Switching labels from the reliably quirky Ipecac to arena rock-pleasing Rise Records, and swapping Talking Heads guy Jerry Harrison over Rodríguez-López for production, my hackles were raised. While lead track spider / WAVES rocked deeply, it also has a cringe monologue from Jello Biafra; a dynamic that can sort of be found in the music throughout, which begins to flirt more openly with pop, and synths – that is, there’s kind of a line between what a song may be emotionally / melodically trying to accomplish, and how it’s accomplished. Bender’s lyrical focus is intact, swirling around her experiences being raised by an emotionally absent / abusive mother, but when that gets channeled through sing-song tunes, it inevitably changes my impression. This was feeling akin to the Dennis Herring produced Good News For People Who Love Bad News – an album I enjoyed, but changed my impressions of Modest Mouse, previously a favorite band, thereafter.
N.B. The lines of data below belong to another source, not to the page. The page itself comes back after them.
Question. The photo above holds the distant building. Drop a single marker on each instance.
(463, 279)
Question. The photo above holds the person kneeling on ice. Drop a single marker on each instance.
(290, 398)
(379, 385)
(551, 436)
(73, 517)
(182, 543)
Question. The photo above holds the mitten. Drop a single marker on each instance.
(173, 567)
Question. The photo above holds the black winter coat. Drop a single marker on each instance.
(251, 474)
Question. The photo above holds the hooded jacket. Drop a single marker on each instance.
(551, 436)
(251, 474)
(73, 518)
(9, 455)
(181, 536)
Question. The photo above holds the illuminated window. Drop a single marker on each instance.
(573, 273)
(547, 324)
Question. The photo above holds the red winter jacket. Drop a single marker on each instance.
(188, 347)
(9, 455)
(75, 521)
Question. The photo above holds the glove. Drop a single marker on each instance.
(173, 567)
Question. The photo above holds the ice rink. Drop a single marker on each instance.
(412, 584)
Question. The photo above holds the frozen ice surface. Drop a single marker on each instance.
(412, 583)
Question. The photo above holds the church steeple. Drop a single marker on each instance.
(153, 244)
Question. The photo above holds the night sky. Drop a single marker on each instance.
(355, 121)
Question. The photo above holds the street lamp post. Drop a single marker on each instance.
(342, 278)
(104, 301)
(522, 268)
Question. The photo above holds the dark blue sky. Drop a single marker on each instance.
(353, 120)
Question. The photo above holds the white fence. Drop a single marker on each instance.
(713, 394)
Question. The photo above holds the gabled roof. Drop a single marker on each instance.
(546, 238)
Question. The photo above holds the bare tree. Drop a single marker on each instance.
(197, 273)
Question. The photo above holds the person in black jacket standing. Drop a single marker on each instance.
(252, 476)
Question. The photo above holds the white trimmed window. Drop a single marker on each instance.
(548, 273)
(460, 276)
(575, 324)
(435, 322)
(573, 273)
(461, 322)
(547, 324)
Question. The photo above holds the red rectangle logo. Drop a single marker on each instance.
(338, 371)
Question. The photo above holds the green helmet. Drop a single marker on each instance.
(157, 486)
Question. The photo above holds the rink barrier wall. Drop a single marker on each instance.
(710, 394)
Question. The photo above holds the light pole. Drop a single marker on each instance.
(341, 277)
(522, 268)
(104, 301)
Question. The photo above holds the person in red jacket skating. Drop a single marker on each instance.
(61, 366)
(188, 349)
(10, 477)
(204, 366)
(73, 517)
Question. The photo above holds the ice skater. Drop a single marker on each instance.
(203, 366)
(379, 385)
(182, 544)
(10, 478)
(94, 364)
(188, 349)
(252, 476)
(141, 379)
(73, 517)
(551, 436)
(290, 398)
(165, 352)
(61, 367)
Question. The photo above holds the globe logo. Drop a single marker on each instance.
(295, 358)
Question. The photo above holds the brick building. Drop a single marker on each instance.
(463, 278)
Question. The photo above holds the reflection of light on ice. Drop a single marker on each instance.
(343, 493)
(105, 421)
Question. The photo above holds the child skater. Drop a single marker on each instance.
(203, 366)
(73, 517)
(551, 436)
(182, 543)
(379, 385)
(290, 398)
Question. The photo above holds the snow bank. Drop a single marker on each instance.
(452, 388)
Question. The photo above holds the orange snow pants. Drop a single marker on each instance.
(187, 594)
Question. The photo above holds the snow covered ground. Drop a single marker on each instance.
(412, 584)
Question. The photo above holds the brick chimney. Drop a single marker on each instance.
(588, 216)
But the album ebbs and flows through hard rock; rock that Harrison’s layered production style arguably made even harder than before, with Bender somewhat fully unleashed by the wider sonic range to go fully theatric. Le Butcherettes of before were a band; bi/MENTAL feels more like a performance – one that the creator has been preparing for for years. The plus to that is that once you’ve switched over to appreciating the difference, all of that effort does pay off: the directly heavy moments are well seeded throughout the album, and help guide one’s ear to the sneaky noise still smeared all over the songs, pop ones included. On the minus side, a “performance” implies exactly that: bi/MENTAL can be a bit showy and distant; it kind of makes sense that Bender started recording under her name – and not as Le Butcherettes – after this release, perhaps having pushed the band as a concept to its limit.

Bi/MENTAL is an accomplishment. That “line” between effect and affect is maybe even represented by the album title’s naming convention (all songs have words separated by a slash and lower / upper case), and it does deliver on both sides of that line – shallowly defined as heavy rock and emotive ballads. On my discography revisit, I’d discover that much of this was always in the Le Butcherettes DNA, but I don’t think Teri really figured out how to (or was at a place to) blow up those elements to their more performative extremes, as they are on this release. That carries a degree of separation with it, the glitz and glam of being on a stage, but also brings the potential for greater (and wider) impact, masterfully managed by Bender, her group, Harrison and the other folks turning knobs and hitting record.